Os dois dias de guerra em Luanda tiveram a cobertura do jornalista Carlos Garcia e minha. Não vi mais ninguém nas ruas. Também ninguém teve a sorte de ser transportado numa viatura blindada, conduzida por um oficial da Polícia de Intervenção Rápida. As minhas reportagens podem ser lidas na revista “Sábado”, a original, não o actual boletim ao serviço do banditismo político e mediático. Está lá tudo. 

Hoje, o chefe da seita satânica UNITA, disse que Salupeto Pena e Alicerces Mango, também golpista e igualmente morto em combate, são “grande exemplo de coragem” além de serem “mártires pelo brioso empenho pela luta da paz”. Grandes corajosos. Mandaram matar civis inocentes. Lutaram pela paz disparando contra brancos, mulatos e meninos pobres que esperavam os seus restos de comida nas traseiras de um hotel. Mandaram ocupar embaixadas e matar diplomatas. Não conseguiram, mas mandaram. Adalberto Costa Júnior disse que Mango e Salupeto “possuíam características nobres”. 

A nobreza dos sicários da UNITA viu-se em 1992 nas ruas de Luanda e de todas as cidades do país. Nas aldeias e vilas. Nas matas e nas lavras. Matar, matar, matar inocentes é a nobreza desses monstros. Os assassinos de ontem hoje são mártires. Ninguém pensou nas famílias destroçadas pela morte dos seus, nas ruas? Jovens assassinados a sangue frio não vos merecem nenhum respeito? As perguntas não são para os membros da seita UNITA. São para os que transformaram bandidos em mártires e cuspiram ou mijaram nas tumbas das suas vítimas com o negócio das ossadas. Imperdoável! Imperdoável!

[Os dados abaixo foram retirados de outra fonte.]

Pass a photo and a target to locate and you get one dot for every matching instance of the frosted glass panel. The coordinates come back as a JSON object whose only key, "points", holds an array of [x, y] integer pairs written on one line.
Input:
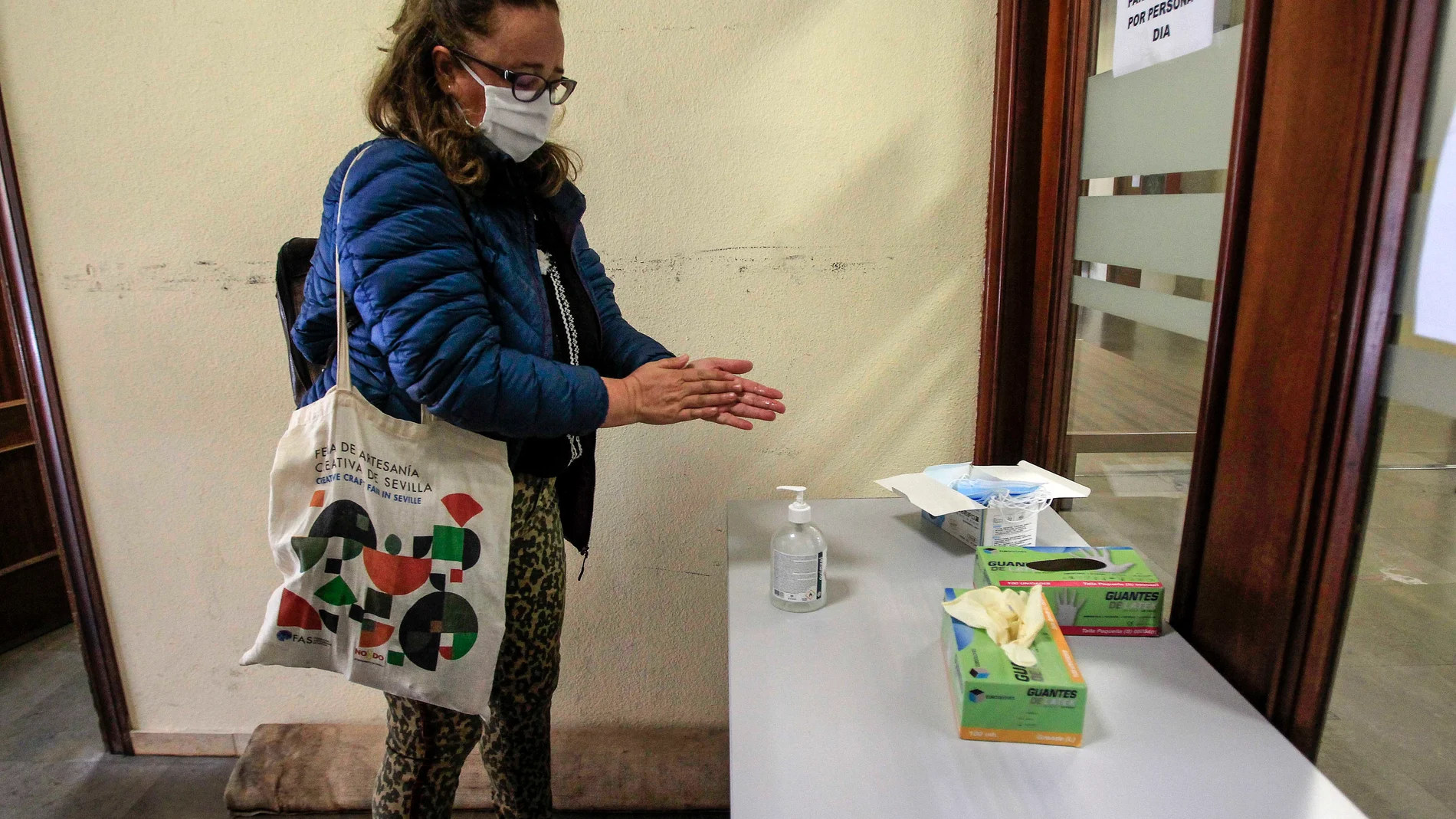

Ao longo dos dias de guerra, na rede de rádio da UNITA nunca se ouviu a voz de Jeremias Chitunda. Nunca. E ele era o vice-presidente da UNITA. Na delegação do Bairro São Paulo, entre outra documentação comprometedora, foi apreendido o diário daquele dirigente da UNITA. Basta ler para compreender que ele foi arrastado para a golpada. Não tinha a linguagem dos assassinos Salupeto Pena, Alicerces Mango, Abel Chivukuvuku e Ben Ben. Por isso, hoje, na homenagem aos ossos, Jeremias Chitunda nem foi citado!

Para o engenheiro à civil Adalberto da Costa Júnior, o seu antigo vice-presidente não é herói, não é mártir, não é corajoso, não é digno da seita. Querem mais sectarismo? Impossível.